No final de 2014, a equipe de museologia do Mast e especialistas em museologia de universidades de Pernambuco, Bahia, Rio Grande do Sul e Minas Gerais concluíram um levantamento nacional sobre objetos científicos fabricados até 1960 e não mais em uso, indicando que ainda há muito a ser identificado e valorizado – e, por outro lado, que muita coisa provavelmente já se perdeu. Das 1.486 instituições consultadas (834 universidades, 470 museus, 161 institutos de pesquisa científica e/ou tecnológica e 21 escolas de ensino médio), 1.021 relataram não possuir qualquer objeto antigo de pesquisa ou ensino de física, química, geociências e engenharias.
Uma minoria, 337 instituições (160 universidades, 139 museus, 27 institutos de ciência e tecnologia e 11 escolas), o equivalente a 32% do total, mantinha instrumentos antigos de pesquisa ou ensino, que, por lei, deveriam ser preservados: a Constituição de 1988 reconhece os objetos científicos como uma das formas do patrimônio cultural. “Não é preciso guardar tudo”, tranquiliza Granato, imaginando os protestos sobre falta de espaço para preservar as lembranças do passado, “mas deve-se guardar aqueles instrumentos, com os respectivos catálogos, que documentem a atividade científica de uma época”.
Algumas conclusões causam alívio e outras, inquietação. Mapeamentos anteriores registraram coleções de objetos antigos em bom estado expostos em museus de universidades do Rio de Janeiro, Ouro Preto, São Paulo e Porto Alegre. Mesmo nesses lugares sempre podem aparecer coisas novas. Em 2006, em uma visita ao Museu Nacional, pesquisadores encontraram 39 instrumentos científicos usados em geologia e paleontologia que ainda não haviam sido catalogados. Por outro lado, apenas algumas universidades em São Paulo, Rio e Minas Gerais mantêm ou estão criando diretrizes e abrem editais para promover a preservação de instrumentos científicos usados no ensino ou em pesquisa.

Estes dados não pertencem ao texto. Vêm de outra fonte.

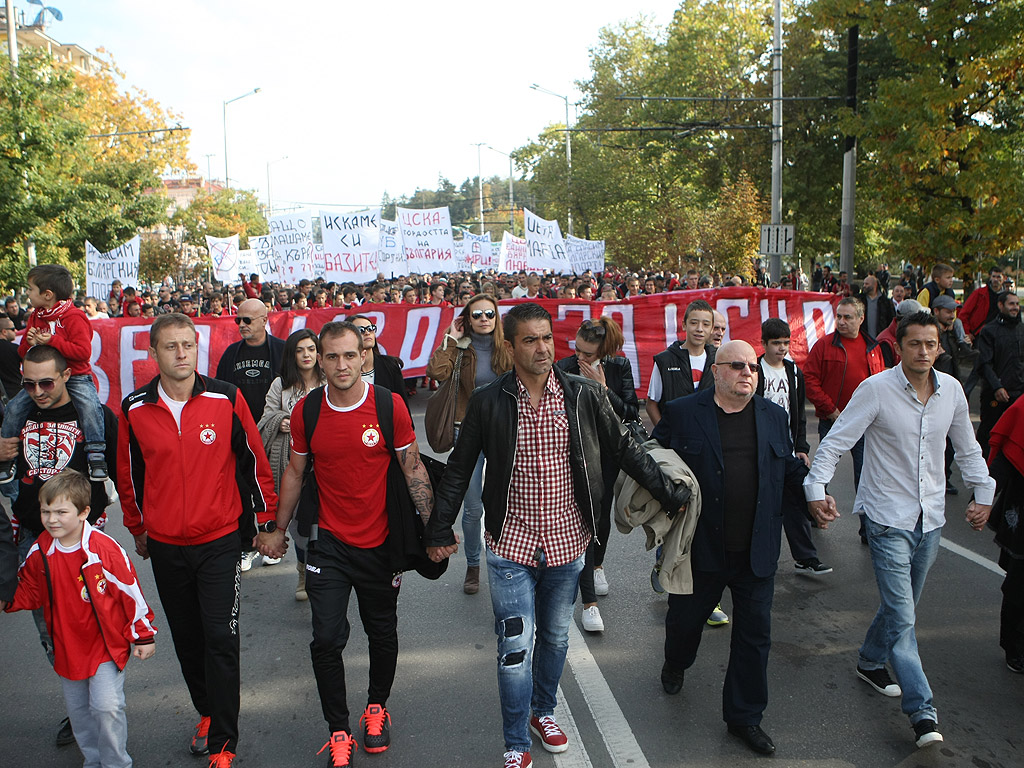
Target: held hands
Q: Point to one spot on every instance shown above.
(439, 553)
(977, 514)
(823, 511)
(144, 651)
(271, 545)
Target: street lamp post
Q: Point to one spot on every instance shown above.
(568, 152)
(227, 182)
(269, 199)
(511, 189)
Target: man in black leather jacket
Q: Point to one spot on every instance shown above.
(543, 433)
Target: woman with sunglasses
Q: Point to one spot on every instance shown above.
(597, 344)
(379, 368)
(477, 333)
(300, 373)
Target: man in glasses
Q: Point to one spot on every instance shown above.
(738, 445)
(51, 440)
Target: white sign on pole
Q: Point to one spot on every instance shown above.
(350, 245)
(263, 261)
(292, 239)
(585, 254)
(224, 255)
(545, 244)
(513, 254)
(477, 252)
(776, 240)
(427, 240)
(390, 254)
(102, 268)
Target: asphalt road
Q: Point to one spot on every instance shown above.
(444, 704)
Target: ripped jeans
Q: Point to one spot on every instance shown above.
(527, 600)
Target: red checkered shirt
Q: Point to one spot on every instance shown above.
(542, 510)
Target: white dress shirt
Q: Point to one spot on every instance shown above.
(904, 448)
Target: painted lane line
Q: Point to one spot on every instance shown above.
(614, 728)
(576, 756)
(972, 556)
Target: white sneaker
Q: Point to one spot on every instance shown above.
(592, 620)
(248, 558)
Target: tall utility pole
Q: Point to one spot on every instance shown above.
(30, 244)
(775, 261)
(849, 160)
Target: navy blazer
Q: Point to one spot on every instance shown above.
(689, 426)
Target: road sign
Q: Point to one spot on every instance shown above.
(776, 240)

Há também iniciativas particulares bem-sucedidas, como um museu de aviões antigos mantido pela TAM no interior paulista. Há muitos museus ferroviários pelo país – um levantamento preliminar indicou mais de 60 –, embora alguns fechados por falta de equipes e recursos para manter as coleções de objetos, livros, móveis e edificações dos tempos em que o transporte ferroviário era pujante no país. Quanto menor o museu, maior a dificuldade em manter as coleções e conhecer seu valor. Em Pirapora do Bom Jesus, interior paulista, o museu de um antigo colégio religioso exibe instrumentos científicos ao lado de animais empalhados, móveis antigos e objetos históricos, como um capacete da Primeira Guerra Mundial, todos com pouca informação sobre suas histórias ou ex-donos.

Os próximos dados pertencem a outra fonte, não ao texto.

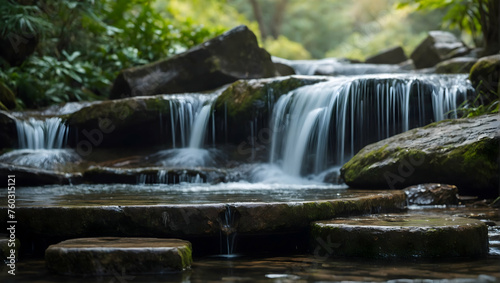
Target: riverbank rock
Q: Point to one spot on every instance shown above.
(457, 65)
(8, 132)
(432, 194)
(245, 106)
(112, 255)
(153, 175)
(401, 236)
(462, 152)
(224, 59)
(393, 55)
(28, 176)
(485, 77)
(437, 47)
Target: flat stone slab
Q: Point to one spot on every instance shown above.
(113, 255)
(401, 236)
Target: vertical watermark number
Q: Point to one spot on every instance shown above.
(11, 223)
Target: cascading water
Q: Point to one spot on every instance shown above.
(42, 134)
(323, 125)
(41, 144)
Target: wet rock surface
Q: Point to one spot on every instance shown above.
(457, 65)
(461, 152)
(403, 236)
(432, 194)
(110, 256)
(224, 59)
(28, 176)
(84, 219)
(437, 47)
(484, 77)
(8, 132)
(153, 175)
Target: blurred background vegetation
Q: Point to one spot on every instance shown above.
(80, 46)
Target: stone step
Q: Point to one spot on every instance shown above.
(113, 255)
(400, 236)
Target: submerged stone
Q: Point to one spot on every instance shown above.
(401, 236)
(437, 47)
(462, 152)
(245, 106)
(224, 59)
(432, 194)
(110, 256)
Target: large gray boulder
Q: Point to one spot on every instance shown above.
(224, 59)
(458, 65)
(485, 77)
(437, 47)
(462, 152)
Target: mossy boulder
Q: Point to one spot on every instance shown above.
(111, 255)
(462, 152)
(457, 65)
(224, 59)
(401, 236)
(245, 106)
(432, 194)
(484, 76)
(123, 122)
(393, 55)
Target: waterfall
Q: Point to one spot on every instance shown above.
(42, 134)
(189, 117)
(41, 145)
(323, 125)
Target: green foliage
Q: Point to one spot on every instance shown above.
(479, 18)
(84, 44)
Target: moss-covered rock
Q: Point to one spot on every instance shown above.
(245, 106)
(224, 59)
(484, 76)
(401, 236)
(7, 97)
(457, 65)
(462, 152)
(8, 132)
(110, 256)
(432, 194)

O levantamento nacional mostrou também que os museus mantinham a maioria (45%) dos cerca de 30 mil objetos identificados, concentrando os mais antigos, dos séculos XVII e XVIII, indicando que provavelmente foram protegidos, enquanto as universidades, com 42% dos objetos, concentravam os do século XX. Os institutos detêm apenas 6% dos objetos e, concluíram os pesquisadores, os descartam com frequência, quando têm de renovar os instrumentos de trabalho. As 11 escolas de ensino médio, por sua vez, abrigavam 2 mil objetos, que retratam o ensino de ciências nos séculos XIX e XX. “A maioria das pessoas quer proteger os instrumentos científicos antigos, mas não sabe como”, observa Granato. Mesmo que faltem equipes, métodos de trabalho, espaços de armazenamento e dinheiro para fazer o que deveria ser feito, “sempre é possível fazer alguma coisa”, ele assegura.
A equipe do Mast tem feito bastante. No site do museu, além de relatos de restauração de objetos do museu e outros estudos, há duas publicações que podem interessar a quem guarda objetos científicos antigos. A primeira é um Thesaurus, uma espécie de dicionário com 1.153 entradas, de ábaco a wattímetro, apresentando os vários nomes, funções e fotos de cada aparelho. A outra é um manual com recomendações para a preservação de instrumentos científicos antigos, sugerindo, por exemplo, limpar apenas com um pano e jamais colar etiquetas nos objetos. Agora a prioridade é terminar – e distribuir ainda neste ano – um programa de computador para facilitar o inventário dos aparelhos e, o mais breve possível, um site com as instituições e os respectivos acervos de instrumentos científicos, desse modo reunindo as iniciativas solitárias de todo o país.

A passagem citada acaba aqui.